Our Youth

Learning to Gain by Giving

Above are students from Loyola H.S., Manhattan, during their service week to Camden, N.J.
Above are students from Loyola School, Manhattan, during their service week to Camden, N.J.

Two Queens teens, Jesse Jaroszewski and Hanna May, spent five days in the heart of East Camden, N.J., to serve and learn.

They joined six of their classmates from Loyola School, Manhattan, for a service trip at Romero Center Ministries, an urban retreat and Catholic social justice education center.

They participated in the Urban Challenge Program, a service-learning and immersion experience rooted in the Catholic faith tradition.

They participated in various volunteer projects and spent one day living on just $3 to better understand what it means to live in poverty.

They also worked with babies and children up to age five; served meals to the homeless and hungry; spent time with the elderly; helped renovate a home for Habitat for Humanity; and walked in a peace rally and vigil.

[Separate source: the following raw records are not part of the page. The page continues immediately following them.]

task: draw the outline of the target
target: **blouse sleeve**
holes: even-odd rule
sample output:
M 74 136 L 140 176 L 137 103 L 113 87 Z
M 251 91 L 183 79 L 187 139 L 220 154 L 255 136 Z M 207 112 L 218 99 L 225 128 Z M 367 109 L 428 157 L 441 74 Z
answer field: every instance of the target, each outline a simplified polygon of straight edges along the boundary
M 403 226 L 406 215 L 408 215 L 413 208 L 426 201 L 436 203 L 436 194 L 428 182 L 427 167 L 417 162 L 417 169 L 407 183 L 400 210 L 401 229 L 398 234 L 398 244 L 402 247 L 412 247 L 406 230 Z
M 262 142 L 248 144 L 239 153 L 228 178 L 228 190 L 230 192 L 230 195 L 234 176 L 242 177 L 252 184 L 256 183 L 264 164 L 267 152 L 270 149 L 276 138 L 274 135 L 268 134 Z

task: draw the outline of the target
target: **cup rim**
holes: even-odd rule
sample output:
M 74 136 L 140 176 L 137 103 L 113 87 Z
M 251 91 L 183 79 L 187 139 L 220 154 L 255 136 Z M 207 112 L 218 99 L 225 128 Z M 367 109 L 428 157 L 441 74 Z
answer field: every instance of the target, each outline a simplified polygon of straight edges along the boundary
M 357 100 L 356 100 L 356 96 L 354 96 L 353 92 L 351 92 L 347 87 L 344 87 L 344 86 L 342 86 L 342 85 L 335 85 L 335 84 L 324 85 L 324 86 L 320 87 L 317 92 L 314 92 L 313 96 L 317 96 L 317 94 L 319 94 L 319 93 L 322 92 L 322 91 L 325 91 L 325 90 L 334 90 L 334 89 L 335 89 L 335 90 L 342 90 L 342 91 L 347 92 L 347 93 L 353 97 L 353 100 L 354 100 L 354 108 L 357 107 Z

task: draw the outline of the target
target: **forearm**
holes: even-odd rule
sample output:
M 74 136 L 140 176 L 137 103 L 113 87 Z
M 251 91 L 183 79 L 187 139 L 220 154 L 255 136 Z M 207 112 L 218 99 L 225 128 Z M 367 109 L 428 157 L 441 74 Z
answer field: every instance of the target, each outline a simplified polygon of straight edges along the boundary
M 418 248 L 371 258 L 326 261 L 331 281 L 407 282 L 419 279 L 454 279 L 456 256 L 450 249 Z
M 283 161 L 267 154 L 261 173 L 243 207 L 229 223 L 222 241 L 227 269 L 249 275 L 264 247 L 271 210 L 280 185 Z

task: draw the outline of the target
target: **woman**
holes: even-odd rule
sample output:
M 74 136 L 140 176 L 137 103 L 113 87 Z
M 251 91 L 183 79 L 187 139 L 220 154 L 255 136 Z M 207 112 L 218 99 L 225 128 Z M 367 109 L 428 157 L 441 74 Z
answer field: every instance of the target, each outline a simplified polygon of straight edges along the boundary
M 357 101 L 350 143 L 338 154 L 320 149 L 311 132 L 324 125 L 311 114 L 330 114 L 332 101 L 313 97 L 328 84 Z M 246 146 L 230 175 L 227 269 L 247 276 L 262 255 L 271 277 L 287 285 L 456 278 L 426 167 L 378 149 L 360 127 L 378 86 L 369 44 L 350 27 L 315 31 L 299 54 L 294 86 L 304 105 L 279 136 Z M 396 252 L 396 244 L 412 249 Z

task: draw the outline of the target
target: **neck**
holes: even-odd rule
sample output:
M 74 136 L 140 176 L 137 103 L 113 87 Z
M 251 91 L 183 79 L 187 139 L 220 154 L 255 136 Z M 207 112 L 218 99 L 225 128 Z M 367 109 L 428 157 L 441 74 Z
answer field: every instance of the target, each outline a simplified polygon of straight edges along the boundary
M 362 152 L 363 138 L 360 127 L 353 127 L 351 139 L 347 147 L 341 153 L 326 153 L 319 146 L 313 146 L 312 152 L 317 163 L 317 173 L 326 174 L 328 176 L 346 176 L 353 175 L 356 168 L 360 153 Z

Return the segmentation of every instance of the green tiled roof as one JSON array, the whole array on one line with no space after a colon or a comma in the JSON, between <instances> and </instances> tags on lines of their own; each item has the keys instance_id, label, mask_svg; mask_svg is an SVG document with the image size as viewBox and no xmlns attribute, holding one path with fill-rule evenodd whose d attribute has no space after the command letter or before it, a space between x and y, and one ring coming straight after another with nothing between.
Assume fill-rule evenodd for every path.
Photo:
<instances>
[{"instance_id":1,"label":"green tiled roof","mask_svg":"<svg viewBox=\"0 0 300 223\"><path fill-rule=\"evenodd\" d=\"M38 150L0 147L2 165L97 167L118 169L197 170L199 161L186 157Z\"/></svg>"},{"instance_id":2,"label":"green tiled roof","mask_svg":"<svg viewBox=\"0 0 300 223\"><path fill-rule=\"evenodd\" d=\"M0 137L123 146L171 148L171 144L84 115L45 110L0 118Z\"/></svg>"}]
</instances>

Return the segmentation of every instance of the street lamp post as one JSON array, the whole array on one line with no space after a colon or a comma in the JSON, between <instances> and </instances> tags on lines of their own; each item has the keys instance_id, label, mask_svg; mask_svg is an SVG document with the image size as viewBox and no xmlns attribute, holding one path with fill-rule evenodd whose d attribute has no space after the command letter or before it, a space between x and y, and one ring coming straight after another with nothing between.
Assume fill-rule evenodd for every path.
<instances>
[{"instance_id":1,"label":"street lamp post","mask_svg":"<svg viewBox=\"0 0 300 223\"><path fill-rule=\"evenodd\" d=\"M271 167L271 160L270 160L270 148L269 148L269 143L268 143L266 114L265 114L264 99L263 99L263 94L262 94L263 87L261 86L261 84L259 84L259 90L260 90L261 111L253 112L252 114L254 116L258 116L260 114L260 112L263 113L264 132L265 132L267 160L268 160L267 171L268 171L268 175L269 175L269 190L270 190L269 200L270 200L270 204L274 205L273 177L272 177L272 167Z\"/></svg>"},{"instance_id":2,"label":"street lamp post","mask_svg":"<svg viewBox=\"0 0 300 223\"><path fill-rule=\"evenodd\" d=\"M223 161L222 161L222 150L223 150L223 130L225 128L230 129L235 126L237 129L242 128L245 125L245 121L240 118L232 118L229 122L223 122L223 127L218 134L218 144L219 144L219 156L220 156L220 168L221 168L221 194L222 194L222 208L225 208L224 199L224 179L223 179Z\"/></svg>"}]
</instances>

Before leaving Camden, they attended Mass at St. Joseph’s Pro-Cathedral where they were able to be in solidarity with the community they served that week.

 

Student Reflections:­­­

Jesse Jaroszewski, senior
Long Island City

Although it saddens me to see the poverty that exists in places like Camden, I loved our school service event in Camden. This was my fourth trip with Loyola to Camden, and as I’ve noticed in past visits, my willingness to serve my community grows incrementally.

Seeing that amongst the poverty is a force pushing for a better neighborhood is always amazing, especially when I am able to take part in the cause for justice.

My work in Camden varied; I helped serve meals at a soup kitchen, helped around a sort of pre-school center managing children, spent time at an elderly center and helped workers from Habitat for Humanity move into an abandoned building, providing a home for another family.

I met many great people, both those who lived in Camden and those who volunteered alongside me. I plan on attending one more service event at Camden before my senior year ends, and hopefully I could visit again after my graduation.

 

Hanna May, junior
Jackson Heights

I went on my first of three Camden, N.J., excursions during Holy Week of my freshman year and have since returned twice, both in August. Normally, one visit is enough to a neighborhood with a 50 percent literacy rate, but something about this neglected corner of one of the wealthiest states in the nation resonated with me.

Loyola is truly unique in  offering each of its students a practically life-altering experience four times a year. Living and working in one of America’s poorest cities, as I am sure any Loyolan will testify, changes your perspective on charity, social justice and our place among our own marginalized brothers and sisters.

Learning from the Romero Center staff, surviving on $3 a day and meeting some of the most special and inspirational people at a service event helps you come to terms with your place in the world. It is a deeply spiritual and conveniently timed event for any adolescent.

We leave with a greater awareness of urban poverty, conversations that changed our way of thinking and experiences that challenge us to contemplate our roles of social justice. Personally, my most worthwhile time in Camden was at the Martin Luther King Child Development Center (MLKCDC), a daycare that serves Camden’s youth.

Inspired by the great work I saw in their staff and children, I hoped to bring that same spirit to my grammar school, St. Joan of Arc Catholic School, in my own neighborhood by organizing two school supply drives – from my town’s kids to theirs. Many trips to MLKCDC later, seeing the connections formed between the children at both schools is something I continue to carry with me.